No more be done:
We should profane the service of the dead
To sing a requiem, arid such rest to her
As to peace-parted souls.
Laertes:Hamlet Act 5, scene 1, 235–242
Lay her i' th' earth,
And from her fair and unpolluted flesh
May violets spring! I tell thee, churlish priest,
A minist'ring angel shall my sister be
When, thou liest howling.
Laertes' sister Ophelia seems to have committed suicide; at least, the evidence is ambiguous enough to prevent the doctor of divinity from administering burial rites. Suicides were not to be accorded the same "service of the dead" as "peace-parted souls," that is, persons who peacefully allow God to determine when they should shuffle off this mortal coil Laertes, who feeds on abstractions such as valor and purity, is indignant. Though he cannot get his sister the burial service he wishes for her, he can lash out at the "churlish priest." Have it your way, he says, but while you, priest, burn in hell, my sister will have been transformed into a "minist'ring angel"

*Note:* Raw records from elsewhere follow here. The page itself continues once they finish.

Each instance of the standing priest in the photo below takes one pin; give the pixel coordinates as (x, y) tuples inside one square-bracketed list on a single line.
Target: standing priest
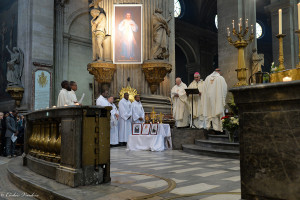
[(214, 101), (197, 101), (125, 119), (138, 114), (180, 104)]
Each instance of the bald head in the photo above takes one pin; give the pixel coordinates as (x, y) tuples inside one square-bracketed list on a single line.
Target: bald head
[(178, 81)]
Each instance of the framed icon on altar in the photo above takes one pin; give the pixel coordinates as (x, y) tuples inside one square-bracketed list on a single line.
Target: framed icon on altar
[(136, 129), (127, 34), (154, 129), (146, 129)]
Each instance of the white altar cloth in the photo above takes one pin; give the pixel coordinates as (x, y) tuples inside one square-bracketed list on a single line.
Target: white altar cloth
[(158, 142)]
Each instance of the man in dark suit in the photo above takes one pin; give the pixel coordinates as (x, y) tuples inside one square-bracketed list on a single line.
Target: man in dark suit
[(11, 129)]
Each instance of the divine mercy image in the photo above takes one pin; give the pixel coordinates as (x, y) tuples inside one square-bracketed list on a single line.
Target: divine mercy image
[(128, 34)]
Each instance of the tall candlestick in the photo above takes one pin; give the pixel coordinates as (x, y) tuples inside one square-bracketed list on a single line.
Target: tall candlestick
[(298, 16), (280, 20)]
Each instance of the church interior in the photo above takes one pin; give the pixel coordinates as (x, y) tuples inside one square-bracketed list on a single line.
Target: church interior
[(150, 99)]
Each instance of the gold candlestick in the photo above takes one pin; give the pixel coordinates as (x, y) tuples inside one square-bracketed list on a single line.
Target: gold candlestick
[(298, 33), (281, 58), (241, 44)]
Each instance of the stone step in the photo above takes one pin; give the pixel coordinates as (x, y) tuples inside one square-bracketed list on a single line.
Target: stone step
[(195, 149), (223, 138), (218, 144)]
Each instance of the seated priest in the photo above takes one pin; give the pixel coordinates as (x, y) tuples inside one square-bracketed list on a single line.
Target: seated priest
[(138, 114), (180, 104), (124, 119), (215, 90), (198, 118), (114, 117), (64, 98), (102, 100)]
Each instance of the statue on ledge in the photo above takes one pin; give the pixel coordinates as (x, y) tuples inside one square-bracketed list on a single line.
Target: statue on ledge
[(15, 67), (161, 34), (98, 24)]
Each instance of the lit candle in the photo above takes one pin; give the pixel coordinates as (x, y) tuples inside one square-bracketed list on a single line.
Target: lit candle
[(280, 20), (286, 79), (228, 32), (298, 16)]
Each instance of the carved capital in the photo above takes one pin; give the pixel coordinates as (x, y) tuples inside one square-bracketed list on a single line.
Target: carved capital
[(102, 71), (16, 93), (155, 73)]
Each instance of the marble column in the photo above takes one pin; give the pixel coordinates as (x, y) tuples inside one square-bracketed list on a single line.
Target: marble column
[(289, 26), (228, 55)]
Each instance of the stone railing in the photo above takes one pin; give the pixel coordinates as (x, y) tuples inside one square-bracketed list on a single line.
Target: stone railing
[(70, 145)]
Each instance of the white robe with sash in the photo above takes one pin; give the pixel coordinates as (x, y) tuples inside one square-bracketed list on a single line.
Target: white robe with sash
[(124, 120)]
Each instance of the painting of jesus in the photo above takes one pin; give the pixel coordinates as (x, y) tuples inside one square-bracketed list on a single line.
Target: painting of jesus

In the standard sixteenth century translation of the New Testament, St. Paul informed the Hebrews that angels were "minist'ring spretes [spirits]" (1:14)—that is, ministers of God to those whose souls shall be saved. Supposedly, Ophelia, as a ministering angel, will attend to idealists like Laertes, who appreciated her unpolluted, virginal virtue, while hair-splitting priests burn.